A N-I-H : Ce burn-out peut avoir de graves conséquences sur l'enfant qui peut alors développer des troubles narcissiques, relationnels, intellectuels et émotionnels, accuser un retard de croissance, se trouver dans un état de frustration important, éprouver un rejet de la part des autres enfants ou encore adopter un comportement de parentification (lorsque l'enfant se met à jouer le rôle de parent).
A N-I-H : Heureusement, le burn-out familial n'est pas une fatalité. Et certains comportements permettent de l'éviter. Les parents doivent notamment apprendre à différencier leur couple conjugal et leur duo parental. Il leur faut également éviter autant que possible de se laisser submerger par la pression au travail afin de ne pas flirter avec le burn-out professionnel. Ils pourront ainsi plus aisément offrir à leurs enfants un cadre familial sécurisant et mettre en place des règles familiales claires, connues et acceptées par tous, tout en se montrant à l'écoute des besoins et désirs de chacun. Pour cela, établir une communication est essentielle, incluant de régler les non-dits et les conflits.

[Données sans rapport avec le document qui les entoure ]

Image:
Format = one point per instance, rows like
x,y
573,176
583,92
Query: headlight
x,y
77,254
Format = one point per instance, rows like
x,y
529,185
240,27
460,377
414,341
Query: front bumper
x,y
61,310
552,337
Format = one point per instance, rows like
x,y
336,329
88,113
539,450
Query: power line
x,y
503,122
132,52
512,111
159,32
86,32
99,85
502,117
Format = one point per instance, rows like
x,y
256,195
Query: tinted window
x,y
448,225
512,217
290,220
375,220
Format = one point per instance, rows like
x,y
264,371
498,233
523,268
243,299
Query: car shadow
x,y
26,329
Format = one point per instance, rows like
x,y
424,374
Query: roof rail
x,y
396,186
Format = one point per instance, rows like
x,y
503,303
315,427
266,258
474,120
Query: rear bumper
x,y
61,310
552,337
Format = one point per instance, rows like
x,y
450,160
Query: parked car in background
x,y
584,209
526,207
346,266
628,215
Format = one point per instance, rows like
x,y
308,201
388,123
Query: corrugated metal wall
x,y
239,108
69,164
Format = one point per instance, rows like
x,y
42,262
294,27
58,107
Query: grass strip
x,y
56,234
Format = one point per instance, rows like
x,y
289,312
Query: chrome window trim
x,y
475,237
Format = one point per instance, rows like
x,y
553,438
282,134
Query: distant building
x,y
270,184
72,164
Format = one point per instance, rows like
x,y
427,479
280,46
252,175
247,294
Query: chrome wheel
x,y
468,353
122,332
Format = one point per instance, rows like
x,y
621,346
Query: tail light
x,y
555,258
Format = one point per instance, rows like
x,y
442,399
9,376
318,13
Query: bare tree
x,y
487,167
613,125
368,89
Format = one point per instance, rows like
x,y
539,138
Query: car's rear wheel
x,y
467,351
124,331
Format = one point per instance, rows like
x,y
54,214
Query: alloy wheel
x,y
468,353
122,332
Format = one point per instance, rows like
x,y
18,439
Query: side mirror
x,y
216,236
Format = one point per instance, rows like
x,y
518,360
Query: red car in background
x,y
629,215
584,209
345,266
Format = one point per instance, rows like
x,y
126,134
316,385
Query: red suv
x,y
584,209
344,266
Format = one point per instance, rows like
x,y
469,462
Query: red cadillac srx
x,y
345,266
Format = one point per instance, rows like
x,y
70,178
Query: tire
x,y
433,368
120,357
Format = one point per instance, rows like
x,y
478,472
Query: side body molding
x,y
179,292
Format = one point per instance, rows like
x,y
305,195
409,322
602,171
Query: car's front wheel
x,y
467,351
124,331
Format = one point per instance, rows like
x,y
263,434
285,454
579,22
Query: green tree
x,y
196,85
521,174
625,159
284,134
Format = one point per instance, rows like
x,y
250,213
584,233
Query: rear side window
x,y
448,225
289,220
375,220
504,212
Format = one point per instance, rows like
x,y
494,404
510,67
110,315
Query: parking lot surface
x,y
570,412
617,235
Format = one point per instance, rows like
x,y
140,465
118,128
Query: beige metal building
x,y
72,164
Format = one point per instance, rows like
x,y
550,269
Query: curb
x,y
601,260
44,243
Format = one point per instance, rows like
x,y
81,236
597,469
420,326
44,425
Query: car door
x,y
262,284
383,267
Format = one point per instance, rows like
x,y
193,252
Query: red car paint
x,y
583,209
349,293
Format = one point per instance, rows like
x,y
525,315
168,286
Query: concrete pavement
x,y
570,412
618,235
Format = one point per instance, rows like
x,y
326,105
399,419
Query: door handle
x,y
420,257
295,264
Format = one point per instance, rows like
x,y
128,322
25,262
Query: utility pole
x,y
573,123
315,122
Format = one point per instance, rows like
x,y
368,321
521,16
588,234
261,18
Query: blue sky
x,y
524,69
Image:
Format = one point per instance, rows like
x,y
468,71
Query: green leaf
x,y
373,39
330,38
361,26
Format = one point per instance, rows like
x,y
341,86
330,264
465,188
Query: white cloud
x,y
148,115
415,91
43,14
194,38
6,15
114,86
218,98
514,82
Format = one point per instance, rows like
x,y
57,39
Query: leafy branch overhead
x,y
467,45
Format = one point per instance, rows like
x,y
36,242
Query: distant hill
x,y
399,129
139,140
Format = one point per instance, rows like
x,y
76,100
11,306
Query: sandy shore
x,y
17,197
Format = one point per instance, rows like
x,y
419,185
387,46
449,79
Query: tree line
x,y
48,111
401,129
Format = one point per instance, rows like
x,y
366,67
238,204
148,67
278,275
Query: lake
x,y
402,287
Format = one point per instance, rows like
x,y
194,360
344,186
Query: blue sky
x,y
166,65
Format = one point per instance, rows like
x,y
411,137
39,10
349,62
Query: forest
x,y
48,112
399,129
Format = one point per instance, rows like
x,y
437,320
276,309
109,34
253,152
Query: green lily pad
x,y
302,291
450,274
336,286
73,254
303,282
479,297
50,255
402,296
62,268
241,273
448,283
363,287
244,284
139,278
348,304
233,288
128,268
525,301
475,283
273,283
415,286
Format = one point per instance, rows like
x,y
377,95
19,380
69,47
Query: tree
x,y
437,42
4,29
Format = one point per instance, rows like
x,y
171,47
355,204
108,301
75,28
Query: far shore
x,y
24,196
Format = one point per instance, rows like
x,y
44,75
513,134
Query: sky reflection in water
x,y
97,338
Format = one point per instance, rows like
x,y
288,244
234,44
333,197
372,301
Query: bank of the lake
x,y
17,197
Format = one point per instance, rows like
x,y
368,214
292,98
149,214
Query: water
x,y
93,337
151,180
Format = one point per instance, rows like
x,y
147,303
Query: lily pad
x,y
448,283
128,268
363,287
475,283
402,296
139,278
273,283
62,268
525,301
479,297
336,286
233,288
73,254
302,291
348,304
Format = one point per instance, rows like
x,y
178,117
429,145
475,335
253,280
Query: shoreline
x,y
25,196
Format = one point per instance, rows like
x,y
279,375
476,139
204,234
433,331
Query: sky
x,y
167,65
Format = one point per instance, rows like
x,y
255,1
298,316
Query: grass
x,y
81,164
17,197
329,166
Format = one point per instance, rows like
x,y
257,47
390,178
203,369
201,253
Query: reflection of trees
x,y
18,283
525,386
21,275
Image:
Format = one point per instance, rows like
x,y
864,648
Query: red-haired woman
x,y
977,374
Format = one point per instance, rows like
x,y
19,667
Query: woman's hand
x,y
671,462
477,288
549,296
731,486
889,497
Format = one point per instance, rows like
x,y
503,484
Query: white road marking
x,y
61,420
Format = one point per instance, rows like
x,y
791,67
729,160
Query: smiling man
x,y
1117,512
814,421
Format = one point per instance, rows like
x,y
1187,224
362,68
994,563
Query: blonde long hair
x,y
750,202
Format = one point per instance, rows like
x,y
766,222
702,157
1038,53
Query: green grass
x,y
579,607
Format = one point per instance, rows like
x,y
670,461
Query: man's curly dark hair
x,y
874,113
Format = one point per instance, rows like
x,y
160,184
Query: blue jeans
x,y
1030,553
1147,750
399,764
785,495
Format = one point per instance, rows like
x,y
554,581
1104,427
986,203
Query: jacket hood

Il est important, aussi, que les parents partagent des activités ludiques et pas seulement éducatives avec leurs enfants. Enfin, être une famille n'empêche pas de s'accorder des temps de pause sans elle pour mieux la retrouver ensuite et s'offrir du temps juste pour soi.
A N-I-H : Lorsque l'on sent que la famille perd pied, une remise en question, un changement d'attitude de la part des parents et l'intervention de professionnels sont les bienvenus.
En cas de besoin, un pédopsychiatre, un psychologue clinicien ou un thérapeute familial pourra proposer un accompagnement psychologique à l'enfant et à ses parents afin d'aider la famille à retrouver son équilibre et son épanouissement.
Autre alternative : l'accompagnement pluridisciplinaire. Selon les conséquences de ce burn-out et les attentes de la famille, faire appel à des spécialistes (psychomotricien, ostéopathe, ergothérapeute, personnel scolaire, médecin traitant ou encore médecin du travail) peut en effet s'avérer d'un grand secours.
Bien sûr, les parents ont aussi leur rôle à jouer. Il est ainsi primordial qu'ils fassent prendre conscience à leur enfant qu'il n'est pas responsable de la situation. Le laisser s'exprimer librement l'aidera également à développer sa propre personnalité. Par ailleurs, instaurer des activités en famille, autres qu'éducatives, et dont certaines choisies par l'enfant lui-même apparaît comme un bon moyen de permettre au foyer de retrouver des bases saines et de resserrer les liens.
Enfin, pour éviter les surmenages, un changement des habitudes de vie peut être à prévoir. L'instauration d'un nouveau planning familial pourrait, en effet, être bénéfique à toute la tribu. Il permettra, en outre, de supprimer certaines activités péri/extrascolaires qui alourdissent de manière néfaste l'emploi du temps de l'enfant et d'en prioriser d'autres.